Un arrêt historique a confirmé la décision autorisant les couples israéliens à se marier lors d'une cérémonie civile sans quitter le pays, suscitant l'ire des partis religieux

Jeremy Sharon est le correspondant du Times of Israel chargé des affaires juridiques et des implantations.

Un couple israélien se mariant lors d'une cérémonie civile en ligne sous les auspices du comté de l'Utah. (Crédit : WedinSea)
Un couple israélien se mariant lors d'une cérémonie civile en ligne sous les auspices du comté de l'Utah. (Crédit : WedinSea)

La Cour suprême a décidé que le ministère de l’Intérieur est désormais tenu d’enregistrer comme mariés les couples qui s’unissent dans le cadre de cérémonies civiles en ligne dans l’État américain de l’Utah, une décision qui ne manquera pas de susciter l’ire du gouvernement à l’égard de la Cour.

Cette décision signifie que les couples qui ne peuvent pas se marier en Israël par l’intermédiaire du Grand-Rabbinat, ou qui ne souhaitent pas le faire, peuvent désormais se marier légalement sans quitter physiquement le pays. Israël ne dispose pas de mécanisme de mariage civil en raison de l’opposition des partis politiques religieux, mais reconnaît les unions civiles célébrées à l’étranger.

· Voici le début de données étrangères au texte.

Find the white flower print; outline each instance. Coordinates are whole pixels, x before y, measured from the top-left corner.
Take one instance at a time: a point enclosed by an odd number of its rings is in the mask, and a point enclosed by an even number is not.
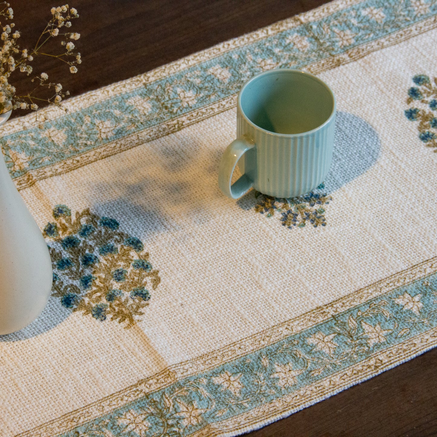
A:
[[[135,410],[129,410],[124,413],[117,419],[119,424],[126,425],[123,430],[123,434],[133,431],[142,437],[149,429],[150,424],[146,420],[146,415],[137,413]]]
[[[138,109],[142,114],[146,114],[152,111],[152,105],[149,103],[148,97],[143,98],[139,96],[134,96],[128,99],[126,102]]]
[[[385,336],[392,331],[392,329],[383,329],[379,323],[377,323],[374,326],[371,325],[361,322],[361,326],[364,332],[364,335],[367,337],[367,342],[371,347],[377,343],[386,343],[387,339]]]
[[[264,70],[271,70],[277,66],[277,64],[272,59],[261,59],[258,58],[257,59],[258,65]]]
[[[338,45],[340,47],[350,45],[355,41],[354,37],[355,36],[355,34],[349,29],[340,30],[339,29],[333,29],[332,31],[336,36]]]
[[[419,316],[420,309],[423,306],[423,304],[420,302],[421,297],[421,294],[413,296],[406,291],[403,296],[398,296],[394,300],[398,305],[402,305],[404,307],[404,311],[410,309],[416,316]]]
[[[306,52],[309,48],[309,42],[305,36],[302,36],[297,33],[290,35],[285,39],[288,44],[291,44],[301,52]]]
[[[263,355],[261,358],[261,364],[266,368],[269,367],[269,359],[265,355]]]
[[[183,418],[182,423],[184,427],[198,425],[202,421],[202,414],[208,411],[207,409],[199,408],[195,401],[191,405],[182,401],[179,401],[178,404],[180,411],[177,416]]]
[[[292,363],[285,364],[278,364],[277,363],[274,365],[274,368],[276,371],[272,373],[270,375],[270,378],[277,378],[278,381],[276,383],[283,388],[291,387],[296,384],[297,382],[296,377],[303,371],[301,370],[293,370]]]
[[[323,350],[325,354],[332,356],[335,348],[338,345],[333,341],[333,339],[337,335],[336,333],[325,335],[321,331],[316,332],[306,339],[309,344],[315,344],[316,350]]]
[[[99,131],[99,138],[101,140],[108,139],[114,135],[114,126],[110,120],[95,121],[96,126]]]
[[[234,396],[240,395],[240,390],[243,385],[240,381],[241,373],[232,375],[227,370],[218,376],[213,376],[211,379],[214,384],[222,386],[222,390],[229,390]]]
[[[192,106],[195,104],[197,101],[196,98],[196,94],[193,92],[192,90],[189,91],[186,91],[183,90],[181,88],[176,89],[176,92],[182,104],[183,108],[186,106]]]
[[[207,73],[215,76],[219,80],[221,80],[225,83],[228,82],[231,76],[227,67],[223,68],[218,65],[211,67],[207,70]]]
[[[43,136],[47,137],[58,146],[61,146],[67,139],[67,135],[65,134],[65,129],[59,130],[55,128],[49,128],[42,134]]]
[[[380,24],[384,21],[385,18],[385,14],[382,11],[382,8],[374,7],[366,7],[361,11],[361,14],[367,17],[369,20],[374,20],[377,23]]]
[[[427,14],[430,10],[430,5],[423,0],[410,0],[411,6],[416,15],[423,15]]]

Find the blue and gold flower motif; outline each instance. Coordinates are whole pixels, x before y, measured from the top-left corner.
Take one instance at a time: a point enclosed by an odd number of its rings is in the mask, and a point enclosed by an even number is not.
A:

L’arrêt de la Cour constitue une victoire importante pour les partisans du mariage civil en Israël qui font campagne en ce sens depuis des dizaines d’années, mais il sera âprement combattu par les partis religieux de la coalition, qui ont dénoncé la décision dès sa publication.

« La reconnaissance par la Cour suprême, en ce jour de Pourim, de mariages civils célébrés via Zoom est une triste plaisanterie aux dépens de tous les citoyens religieux et traditionalistes d’Israël, et exprime plus que tout le désir de faire changer les valeurs d’un État qui appartient à tous ses citoyens et d’effacer l’identité juive de l’État », a déclaré le député Moshe Arbel (Shas).

Il a ajouté que cette décision soulignait la nécessité de faire avancer le programme de réforme du système judiciaire du gouvernement.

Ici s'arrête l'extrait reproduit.